一つ目はこの時計。ザシチズン。
シチズンといえば国産ではセイコーの2番手というイメージが強い。
しかしその技術力と財力は安定して強く、セイコーよりも健全な経営の元で個人ユーザーや卸店、時計店全てにフレンドリーなメーカーなのです。知り合いの熟練時計師さん達や若手時計師さんがこぞって勧めるメーカー。腕時計を芯から知る人が選ぶ。それがシチズンです。

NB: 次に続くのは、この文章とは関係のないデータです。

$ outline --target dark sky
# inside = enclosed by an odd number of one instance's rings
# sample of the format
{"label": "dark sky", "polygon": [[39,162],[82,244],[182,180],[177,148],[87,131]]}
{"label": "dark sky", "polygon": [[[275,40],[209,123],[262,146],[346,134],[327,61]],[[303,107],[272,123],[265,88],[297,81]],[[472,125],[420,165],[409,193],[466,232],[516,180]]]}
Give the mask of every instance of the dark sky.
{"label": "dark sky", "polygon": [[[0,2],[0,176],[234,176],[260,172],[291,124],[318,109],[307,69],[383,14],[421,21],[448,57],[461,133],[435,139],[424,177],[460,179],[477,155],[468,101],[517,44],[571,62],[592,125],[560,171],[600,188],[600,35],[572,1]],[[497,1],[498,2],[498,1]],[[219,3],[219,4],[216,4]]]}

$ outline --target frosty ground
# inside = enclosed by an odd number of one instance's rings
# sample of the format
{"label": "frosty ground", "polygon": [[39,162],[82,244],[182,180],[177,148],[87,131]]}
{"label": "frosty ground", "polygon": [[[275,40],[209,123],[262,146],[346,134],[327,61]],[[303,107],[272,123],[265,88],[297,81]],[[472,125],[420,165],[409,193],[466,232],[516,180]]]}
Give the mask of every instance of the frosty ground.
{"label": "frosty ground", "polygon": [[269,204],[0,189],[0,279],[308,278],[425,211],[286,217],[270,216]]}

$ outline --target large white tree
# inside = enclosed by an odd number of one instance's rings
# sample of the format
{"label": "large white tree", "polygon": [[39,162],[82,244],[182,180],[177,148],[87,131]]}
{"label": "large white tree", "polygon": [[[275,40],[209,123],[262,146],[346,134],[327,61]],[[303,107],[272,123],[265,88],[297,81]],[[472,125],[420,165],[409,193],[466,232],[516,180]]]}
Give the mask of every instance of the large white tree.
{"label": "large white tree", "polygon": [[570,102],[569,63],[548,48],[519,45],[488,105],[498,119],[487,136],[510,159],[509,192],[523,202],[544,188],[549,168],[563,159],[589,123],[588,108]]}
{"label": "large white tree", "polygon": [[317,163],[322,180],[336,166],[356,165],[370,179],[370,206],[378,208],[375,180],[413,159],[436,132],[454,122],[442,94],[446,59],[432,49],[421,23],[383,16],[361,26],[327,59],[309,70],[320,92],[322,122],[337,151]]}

現在のシチズンは豊かな財力の元、幅広く商品展開し、実は国内メーカーではとてつもなく飛び抜けた存在なのですが、それを大きくアピールすることなく、あえて国産2番手のポジションイメージを保っているように思えます。理由はよくわかりませんが。
さて、このザシチズンは1995年ものです。
永久修理保証を盾にガラスが割れたザシチズンの写真を全面に衝撃的な広告写真で現れました。先行したグランドセイコーに対抗?そうだったかもしれません。しかし当時、腕時計一生モノで描かれた腕時計ブーム創世記に永久修理保証というのは画期的でした。しかもクオーツです。これはグランドセイコー でさえ明言できていません。
質素な顔、質素なロゴ、純白の文字盤、20年以上経っても変わらぬ高精度。実に素晴らしいです。和の時計とはこういうものを言うんじゃないかと僕は思います。
「お客様がこの時計をお持ちになっている限り…」
メンテナンスの返書に書かれたこの一文が嬉しい。